De son côté, Max Emauel Cencic, à Essen, ne démérite pas face à son collègue, il bénéficie d'un timbre plus soyeux, plus rond et à sa façon offre à entendre un Orlando tout à fait passionnant. 

          L'autre "monstre vocal" de la soirée, une révélation pour beaucoup (Baroque News l'avait découverte à Salzbourg dans l'Ariodante avec Cecilia Bartoli, dans lequel elle avait littéralement transcendé le rôle de Ginevra) était la soprano américaine Kathryn Lewek, qui confirme ici son statut d'interprète d'exception !  Une sensibilité à fleur de peau, des cadences vertigineuses, une virtuosité sidérante, des fioritures audacieuses et des prises de risque qui dépassent l'entendement technique couplés à une assurance et un aplomb déconcertants, des notes aiguës brillantes, percutantes et faciles. Bref, des capacités vocales hors normes au service d'une musique baroque qu'elle risque de ne pas continuer à interpréter bien longtemps tant il est prévisible que l'artiste sera sollicitée pour des répertoires plus tardifs. Kathryn Lewek fait de son Angelica un personnage de premier plan ! Chacune de ses interventions devient un moment unique et rare de musique: l'air "No non potra dirmi ingrata" a déchainé la salle qui n'a pu attendre la fin de l'air pour manifester un enthousiasme débridé. Et que dire de l'air du 3ème acte "Cosi giusta e questa speme" qui finit dans une lente agonie à vous tirer les larmes ? 

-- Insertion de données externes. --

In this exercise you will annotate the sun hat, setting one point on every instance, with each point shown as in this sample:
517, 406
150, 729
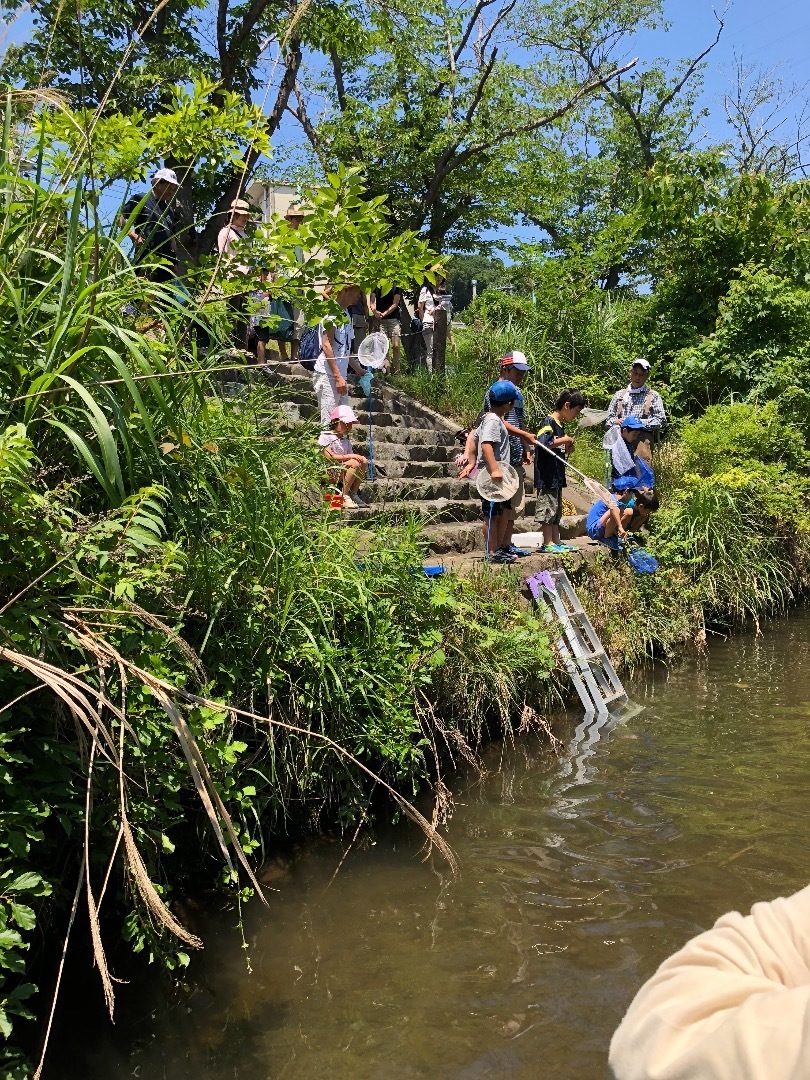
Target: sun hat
517, 360
166, 174
345, 413
502, 391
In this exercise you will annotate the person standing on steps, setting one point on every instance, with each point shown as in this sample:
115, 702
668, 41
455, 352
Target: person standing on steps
494, 450
550, 468
152, 228
228, 240
294, 218
333, 363
639, 401
514, 369
386, 313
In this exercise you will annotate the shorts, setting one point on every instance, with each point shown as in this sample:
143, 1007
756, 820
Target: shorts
392, 329
517, 502
496, 509
549, 507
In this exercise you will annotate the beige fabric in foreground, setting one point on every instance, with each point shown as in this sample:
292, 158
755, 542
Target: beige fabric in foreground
732, 1004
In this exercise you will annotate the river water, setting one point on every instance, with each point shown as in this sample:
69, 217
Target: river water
577, 878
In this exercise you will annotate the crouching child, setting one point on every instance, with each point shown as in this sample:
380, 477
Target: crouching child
347, 469
494, 451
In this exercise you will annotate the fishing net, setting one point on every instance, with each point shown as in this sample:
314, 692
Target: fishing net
373, 351
497, 490
642, 561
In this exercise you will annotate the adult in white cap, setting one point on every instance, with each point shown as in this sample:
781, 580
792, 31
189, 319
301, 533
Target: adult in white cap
731, 1004
152, 227
347, 469
639, 401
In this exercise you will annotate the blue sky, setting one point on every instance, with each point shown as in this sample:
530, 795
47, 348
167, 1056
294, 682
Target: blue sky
774, 37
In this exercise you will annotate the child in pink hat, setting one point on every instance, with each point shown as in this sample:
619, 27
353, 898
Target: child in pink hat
348, 469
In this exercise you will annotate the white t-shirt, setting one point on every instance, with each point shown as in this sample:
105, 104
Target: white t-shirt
341, 347
338, 444
426, 297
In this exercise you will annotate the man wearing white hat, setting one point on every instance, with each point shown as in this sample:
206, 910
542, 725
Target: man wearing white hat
637, 400
152, 227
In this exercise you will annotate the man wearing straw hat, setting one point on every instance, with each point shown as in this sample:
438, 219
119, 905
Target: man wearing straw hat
637, 401
228, 240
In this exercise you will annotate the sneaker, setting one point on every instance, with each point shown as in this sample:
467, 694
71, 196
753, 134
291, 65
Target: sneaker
502, 556
518, 552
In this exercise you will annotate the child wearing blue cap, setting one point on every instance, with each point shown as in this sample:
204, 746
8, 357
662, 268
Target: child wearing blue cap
550, 468
633, 511
494, 450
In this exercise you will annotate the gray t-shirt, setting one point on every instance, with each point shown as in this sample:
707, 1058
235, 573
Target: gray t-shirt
493, 430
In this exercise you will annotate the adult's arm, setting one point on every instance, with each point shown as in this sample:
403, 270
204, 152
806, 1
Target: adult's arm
657, 417
732, 1004
613, 409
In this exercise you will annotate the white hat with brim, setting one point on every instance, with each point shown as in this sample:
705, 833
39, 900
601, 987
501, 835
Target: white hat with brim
345, 413
166, 174
498, 490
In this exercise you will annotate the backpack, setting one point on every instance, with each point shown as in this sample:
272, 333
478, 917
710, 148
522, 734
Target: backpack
309, 348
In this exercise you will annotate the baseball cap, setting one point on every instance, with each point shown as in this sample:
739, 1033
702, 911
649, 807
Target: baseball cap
345, 413
166, 174
502, 391
517, 360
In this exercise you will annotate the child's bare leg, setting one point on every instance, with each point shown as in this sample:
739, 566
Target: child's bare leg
609, 524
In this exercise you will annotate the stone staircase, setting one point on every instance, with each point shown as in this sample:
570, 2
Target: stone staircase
413, 449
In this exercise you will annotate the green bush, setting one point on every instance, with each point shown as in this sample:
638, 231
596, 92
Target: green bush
728, 435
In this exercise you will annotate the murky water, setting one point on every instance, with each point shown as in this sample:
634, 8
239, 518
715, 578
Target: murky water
577, 879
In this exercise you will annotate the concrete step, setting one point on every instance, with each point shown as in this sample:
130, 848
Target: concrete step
463, 536
410, 436
435, 511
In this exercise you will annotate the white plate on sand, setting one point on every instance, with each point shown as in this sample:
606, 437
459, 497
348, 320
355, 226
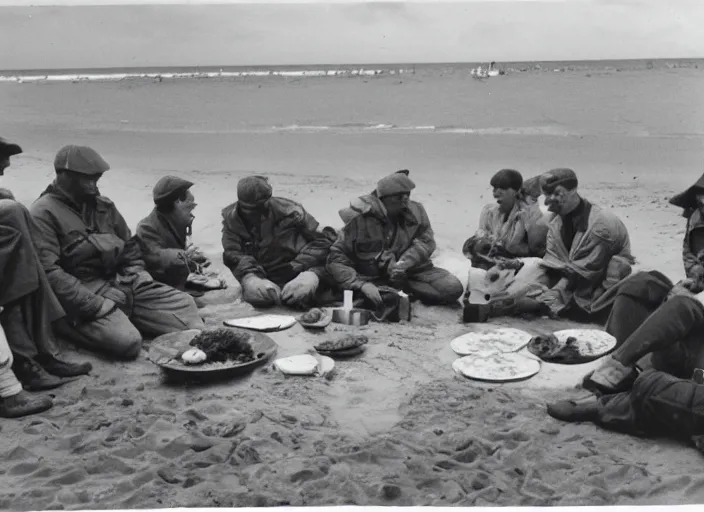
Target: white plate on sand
496, 339
496, 367
305, 364
590, 342
263, 323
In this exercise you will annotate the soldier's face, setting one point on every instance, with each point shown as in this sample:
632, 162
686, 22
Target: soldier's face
396, 204
88, 185
81, 186
184, 209
249, 211
559, 200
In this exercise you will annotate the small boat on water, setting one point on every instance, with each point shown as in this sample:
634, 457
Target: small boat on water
486, 72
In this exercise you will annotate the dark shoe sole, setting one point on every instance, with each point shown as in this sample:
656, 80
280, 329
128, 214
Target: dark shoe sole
475, 313
46, 384
76, 370
26, 408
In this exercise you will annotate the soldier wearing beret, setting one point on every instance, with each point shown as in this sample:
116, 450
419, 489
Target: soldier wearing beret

          Face à ces "monstres", les autres rôles risquaient bien d'être relayés au second plan, s'ils n'avaient eu, eux aussi, des personnalités vocales fortes, mais d'un tout autre ordre tels que la soprano Nuria Rial, toute de grâce, d'élégance, de fraîcheur, d'une touchante simplicité, une voix ronde et pleine de charme. Sa Dorinda touche, émeut même. Petit bémol tout de même dans l'air "Amore e qual vento" qui manquait de graves plus sonores. 

             Medoro, rôle mineur de doux 'lover' bénéficie grâce à la talentueuse alto Delphine Galou d'une grande suavité mais de personnalité aussi. Son timbre crémeux envoûte littéralement; on comprend alors que les deux dames Angelica et Dorinda en soient si éperdues. 

            Enfin, le baryton-basse John Chest (qui remplaçait Luca Pisaroni) n'a fait qu'une bouchée du rôle, même dans l'air virtuose et risqué "Sorge infausta" qui nécessite une voix souple et héroïque ! Tout comme les autres, il impressionne.

          Le très jeune chef Francesco Corti, claveciniste surdoué des Musiciens du Louvre, a déjà l'étoffe d'un grand, il a su rendre à cette musique dynamisme et grandeur en apportant un soin particulier aux chanteurs. L'orchestre ne semble composé que de solistes d'exception. Le duo de violons notamment, marquera les esprits d'une poésie ineffable dans l'air du sommeil. 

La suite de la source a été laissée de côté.